Keywords--packet-switch, statistics, counters, largest counter first (LCF).

## I. Introduction

Packet switches perform many processing tasks on each arriving packet. These include address-lookup, classification, buffering, QoS scheduling, header editing and statistics maintenance. Each of these tasks are typically performed on the line cards of switches and routers, and therefore need to be done at line rate. With line rates expected to increase beyond OC192 (10Gb/s) to OC768 ( $40 \mathrm{~Gb} / \mathrm{s}$ ), each of the above packet processing tasks becomes more difficult. There have been several different techniques proposed for address-lookup [1], packet-classification [2], packet buffering [3][4][5], and QoS scheduling [6]. We are not aware of papers that describe the problem of maintaining a large number of statistics counters.

Packet switches maintain statistics for many reasons. These include firewalling (especially stateful firewalling), intrusion detection, performance monitoring (e.g. RMON), network tracing, load balancing and traffic engineering (e.g. policing and shaping). In addition, most packet switches maintain statistics counters to facilitate network management.

The general problem of statistics maintenance can be charac-

[^0]terized as follows: When a packet arrives, it is first classified to determine what actions will be performed on the packet. For example, whether the packet should be accepted or dropped, whether it should receive expedited service or not, and so on. Depending on the chosen action, some statistics counters are updated.

The statistics we are interested in here are those which count events. For example, the number of fragmented packets, the number of dropped packets, the total number of packets arrived, the total number of bytes forwarded etc. In the rest of this paper we shall refer to these as counters. It is our goal to study and quantitatively analyze the problem of maintaining these counters.

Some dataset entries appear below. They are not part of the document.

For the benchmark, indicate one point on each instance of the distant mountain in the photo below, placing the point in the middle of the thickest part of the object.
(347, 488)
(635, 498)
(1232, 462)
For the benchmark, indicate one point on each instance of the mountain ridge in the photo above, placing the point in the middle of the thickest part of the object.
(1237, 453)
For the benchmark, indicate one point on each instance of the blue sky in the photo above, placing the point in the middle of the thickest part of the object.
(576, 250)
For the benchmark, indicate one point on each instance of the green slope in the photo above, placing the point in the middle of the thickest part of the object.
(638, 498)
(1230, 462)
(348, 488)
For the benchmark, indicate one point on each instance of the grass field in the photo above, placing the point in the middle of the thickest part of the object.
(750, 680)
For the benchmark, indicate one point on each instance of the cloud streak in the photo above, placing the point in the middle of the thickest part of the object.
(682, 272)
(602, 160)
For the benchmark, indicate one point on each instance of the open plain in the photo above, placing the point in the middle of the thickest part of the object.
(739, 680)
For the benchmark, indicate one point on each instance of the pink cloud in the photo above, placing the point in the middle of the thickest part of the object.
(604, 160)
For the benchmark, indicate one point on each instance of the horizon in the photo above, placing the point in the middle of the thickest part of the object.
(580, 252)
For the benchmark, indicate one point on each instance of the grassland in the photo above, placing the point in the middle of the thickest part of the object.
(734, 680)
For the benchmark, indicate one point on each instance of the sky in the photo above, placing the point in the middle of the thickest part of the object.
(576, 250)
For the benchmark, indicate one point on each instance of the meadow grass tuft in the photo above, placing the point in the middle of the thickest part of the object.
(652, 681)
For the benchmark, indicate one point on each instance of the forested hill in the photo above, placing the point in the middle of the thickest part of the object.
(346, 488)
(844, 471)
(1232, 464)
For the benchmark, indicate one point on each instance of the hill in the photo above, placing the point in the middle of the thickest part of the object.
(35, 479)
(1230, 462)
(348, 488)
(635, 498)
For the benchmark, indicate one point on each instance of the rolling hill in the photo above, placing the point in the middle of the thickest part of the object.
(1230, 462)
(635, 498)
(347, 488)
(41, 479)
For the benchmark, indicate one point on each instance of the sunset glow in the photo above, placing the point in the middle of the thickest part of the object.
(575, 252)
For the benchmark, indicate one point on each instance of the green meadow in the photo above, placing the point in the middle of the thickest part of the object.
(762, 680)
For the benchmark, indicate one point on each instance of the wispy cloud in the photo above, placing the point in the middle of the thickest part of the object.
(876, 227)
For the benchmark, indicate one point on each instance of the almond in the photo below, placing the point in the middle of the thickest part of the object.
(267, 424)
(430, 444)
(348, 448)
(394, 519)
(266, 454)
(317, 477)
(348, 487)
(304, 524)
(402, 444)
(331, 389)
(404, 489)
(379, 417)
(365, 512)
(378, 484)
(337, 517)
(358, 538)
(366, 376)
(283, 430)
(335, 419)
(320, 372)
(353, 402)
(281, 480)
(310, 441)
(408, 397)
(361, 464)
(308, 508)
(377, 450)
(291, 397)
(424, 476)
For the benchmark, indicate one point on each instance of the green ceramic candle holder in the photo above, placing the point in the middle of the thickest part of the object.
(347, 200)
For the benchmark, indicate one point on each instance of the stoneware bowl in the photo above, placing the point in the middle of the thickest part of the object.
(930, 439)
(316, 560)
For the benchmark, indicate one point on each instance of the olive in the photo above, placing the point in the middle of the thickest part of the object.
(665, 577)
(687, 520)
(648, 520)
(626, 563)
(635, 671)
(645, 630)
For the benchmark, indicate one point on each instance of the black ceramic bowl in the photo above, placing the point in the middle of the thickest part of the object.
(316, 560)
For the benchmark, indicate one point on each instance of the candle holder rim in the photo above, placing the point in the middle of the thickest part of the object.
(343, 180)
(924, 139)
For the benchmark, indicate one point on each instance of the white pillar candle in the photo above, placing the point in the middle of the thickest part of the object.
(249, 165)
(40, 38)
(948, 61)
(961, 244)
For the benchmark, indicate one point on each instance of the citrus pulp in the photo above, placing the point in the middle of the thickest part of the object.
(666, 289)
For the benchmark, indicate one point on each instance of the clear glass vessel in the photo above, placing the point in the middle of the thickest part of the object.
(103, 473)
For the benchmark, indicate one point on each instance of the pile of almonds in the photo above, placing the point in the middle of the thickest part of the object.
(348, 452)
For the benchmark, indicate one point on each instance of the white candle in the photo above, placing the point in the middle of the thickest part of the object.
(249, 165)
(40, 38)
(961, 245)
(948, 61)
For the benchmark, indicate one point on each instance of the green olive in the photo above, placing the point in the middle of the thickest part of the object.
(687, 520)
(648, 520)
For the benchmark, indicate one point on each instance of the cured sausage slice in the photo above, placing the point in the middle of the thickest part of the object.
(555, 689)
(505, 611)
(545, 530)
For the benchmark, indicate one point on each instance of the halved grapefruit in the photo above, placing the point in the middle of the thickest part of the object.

We are particularly interested in applications that maintain a large number of counters. For example, a routing table that keeps a count of how many times each prefix is used, or a router that keeps a count of packets belonging to each TCP connection. Both examples would require several hundreds of thousands, or even millions of counters to be maintained simultaneously, making it infeasible (or at least very costly) to store them in SRAM. Instead, it becomes necessary to store the counters in off-chip, relatively slow DRAM.

Furthermore, we are interested in applications in which updates are frequent. For example, an OC192c link in which multiple counters are updated upon each packet arrival. These read-modify-write operations must be conducted at the same rate as packets arrive.

If each counter is $M$ bits wide, then a counter update operation is as follows: 1) Read the $M$ bit value stored in the counter, 2) increment the $M$ bit value, and 3) write the updated $M$ bit value back. If packets arrive at a rate $R \mathrm{~Gb} / \mathrm{s}$, the minimum packet size is $P$ bits, and if we update $C$ counters each time a packet arrives, the memory may need to be accessed (either read or written) every $P / 2 C R$ nanoseconds. Let's consider the example of 40byte TCP packets arriving on a $10 \mathrm{~Gb} / \mathrm{s}$ link, each leading to the updating of two counters. The memory needs to be accessed every 8 ns , about eight times faster than the random-access speed of commercial DRAMs today.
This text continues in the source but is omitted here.